Come il famoso Osservatorio per i diritti umani in Sira che opera a Londra?
Esattamente. Vi è impegnata una sola persona, finanziata dal governo inglese, che da dieci anni diffonde notizie false. I giornalisti dovrebbero avere anticorpi sviluppati per cogliere queste incongruenze e avvertire l’opinione pubblica, ma non accade quasi mai.
Si dice che Trump abbia partecipato all’attacco per assecondare i due nuovi falchi del suo staff, Bolton e Pompeo, che ne pensa?

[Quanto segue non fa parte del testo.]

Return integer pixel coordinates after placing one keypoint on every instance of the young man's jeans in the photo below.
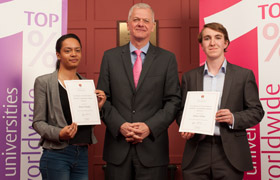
(70, 163)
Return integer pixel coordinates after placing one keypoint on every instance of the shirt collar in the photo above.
(143, 49)
(223, 68)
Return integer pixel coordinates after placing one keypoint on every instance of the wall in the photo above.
(95, 22)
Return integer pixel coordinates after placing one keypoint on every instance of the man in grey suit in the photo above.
(226, 155)
(138, 112)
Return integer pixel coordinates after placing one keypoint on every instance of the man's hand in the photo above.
(141, 131)
(224, 115)
(187, 135)
(126, 130)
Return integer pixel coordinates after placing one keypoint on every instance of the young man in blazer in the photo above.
(138, 110)
(226, 155)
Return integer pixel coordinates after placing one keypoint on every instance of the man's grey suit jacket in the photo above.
(155, 102)
(240, 96)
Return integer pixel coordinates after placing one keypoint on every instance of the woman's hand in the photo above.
(101, 97)
(68, 132)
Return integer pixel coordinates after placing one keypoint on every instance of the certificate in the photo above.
(200, 112)
(83, 102)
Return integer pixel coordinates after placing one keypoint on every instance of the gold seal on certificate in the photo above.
(200, 112)
(83, 102)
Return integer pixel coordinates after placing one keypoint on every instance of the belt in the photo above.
(213, 139)
(81, 145)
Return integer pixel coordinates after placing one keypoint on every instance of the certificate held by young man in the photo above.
(83, 102)
(199, 112)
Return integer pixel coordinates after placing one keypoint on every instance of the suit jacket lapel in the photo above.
(127, 64)
(227, 84)
(147, 64)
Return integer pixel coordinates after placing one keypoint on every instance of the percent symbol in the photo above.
(42, 49)
(274, 35)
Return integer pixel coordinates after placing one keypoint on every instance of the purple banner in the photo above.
(10, 105)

Temo sia così, ma la cosa più preoccupante è la metamorfosi di Trump. Nel 2013 lanciava tweet furiosi contro Obama quando questi voleva bombardare la Siria sulla base di prove false anche quella volta. Se leggiamo il discorso di insediamento di Trump o le dichiarazioni in campagna elettorale, emergeva la volontà di iniziare un nuovo corso della politica estera americana, non più invasivo ma più attento alla politica interna.
Invece?
Trump si è “normalizzato”. Usa logiche e proclami sempre più neoconservatori, con lo stesso spirito di Bush, di Obama in parte, lo spirito che infuocava Hillary Clinton nell’aver voluto la guerra contro Gheddafi. John Bolton è un personaggio pericolosissimo, rappresentante dell’America più neoconservatrice, quella che ha fatto danni gravissimi in Iraq e Afghanistan. E’ una svolta preoccupante.
Anche Macron è stato protagonista di una svolta militarista che in pochi si aspettavano, che ne pensa?

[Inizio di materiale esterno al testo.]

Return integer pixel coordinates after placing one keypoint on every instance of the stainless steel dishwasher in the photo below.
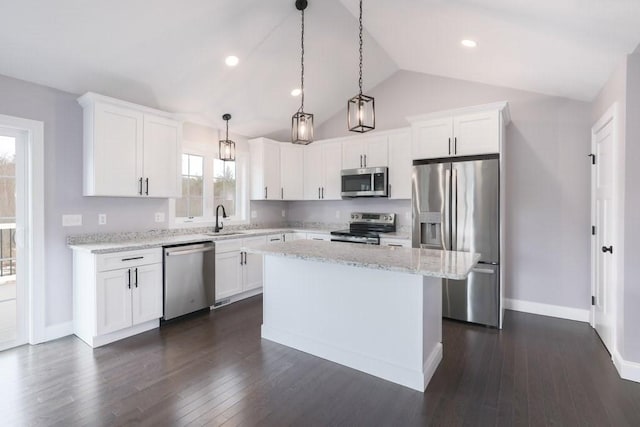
(189, 278)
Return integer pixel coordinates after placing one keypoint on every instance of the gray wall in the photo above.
(547, 202)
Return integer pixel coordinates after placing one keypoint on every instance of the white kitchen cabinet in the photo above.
(318, 236)
(322, 166)
(390, 241)
(400, 164)
(365, 151)
(265, 169)
(291, 171)
(463, 132)
(129, 150)
(238, 271)
(116, 295)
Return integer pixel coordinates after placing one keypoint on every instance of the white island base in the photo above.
(384, 323)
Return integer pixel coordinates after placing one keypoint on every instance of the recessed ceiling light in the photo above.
(231, 60)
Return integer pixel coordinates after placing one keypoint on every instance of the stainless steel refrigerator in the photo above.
(456, 206)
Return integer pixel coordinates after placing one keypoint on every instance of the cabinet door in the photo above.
(271, 170)
(252, 271)
(331, 167)
(353, 154)
(162, 154)
(400, 165)
(113, 300)
(291, 171)
(228, 274)
(116, 152)
(146, 293)
(477, 133)
(312, 172)
(376, 152)
(432, 139)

Il mio pensiero personale su Macron, ma è un giudizio personalissimo, è che di questo uomo non si sappia nulla, nessuno ad esempio ne ha fatto un profilo psicologico. Ho il sospetto che non sia così equilibrato come si pensi. In ogni caso è un membro dell’establishment internazionale, e sta vivendo un momento difficilissimo, la Francia è paralizzata da scioperi e contestazioni. In questi casi si insegna che se puoi creare un forte diversivo con il quale puoi unire il paese, lo usi. E la Siria è un ottimo diversivo.

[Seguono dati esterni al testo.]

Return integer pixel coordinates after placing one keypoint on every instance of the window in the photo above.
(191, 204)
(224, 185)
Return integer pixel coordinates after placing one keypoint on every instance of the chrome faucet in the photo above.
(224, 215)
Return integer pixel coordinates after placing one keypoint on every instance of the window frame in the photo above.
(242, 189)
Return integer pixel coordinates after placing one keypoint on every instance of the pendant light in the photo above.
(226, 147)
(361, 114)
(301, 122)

Infine Putin: accusa Usa, Regno Unito e Francia di aver violato la legalità internazionale, ma lui in Crimea non ha fatto di meglio. Quale la sua politica in Siria, i suoi punti di forza e di debolezza?
La Crimea è stata una risposta alla finta rivoluzione a Kiev e non la chiamerei invasione. Il fatto è che l’America vuole farlo fuori, vogliono un leader compiacente come era Eltsin o lo stesso Putin ai suoi inizi. L’America crea pressioni nei suoi confronti affinché Putin cada diventando impopolare. Come dire ai russi: se vi liberate di lui la Russia torna amica. Ma alzando così il tiro su di lui c’è un rischio molto alto che la situazione degeneri.
La Siria dividerà gli italiani?
Il M5s è in fase di evoluzione o involuzione a seconda delle opinioni, Di Maio desidera così tanto il potere da prendere qualunque posizione favorevole all’establishment. Gli unici a rimanere coerenti sono Salvini e la Meloni. Se vogliamo, la spaccatura è questa, chi sta su posizioni filo-establishment appiattiti sugli Usa, e le parole di Gentiloni lo dimostrano, e chi no.
In conclusione?
Io mi chiedo perché mai una persona uccisa da raffiche di mitra sia meno importante di un morto per armi chimiche. E’ come dire che le guerre convenzionali e i massacri si possono tranquillamente fare. E’ una operazione di manipolazione mediatica valoriale. Io ho compassione per le decine di migliaia di morti di questa guerra e sono addolorato. Ci si scandalizza solo perché si ipotizza l’uso di armi chimiche, salvo scoprire come nel 2013 che le usarono i ribelli. Questo mi sembra assurdo e profondamente destabilizzante.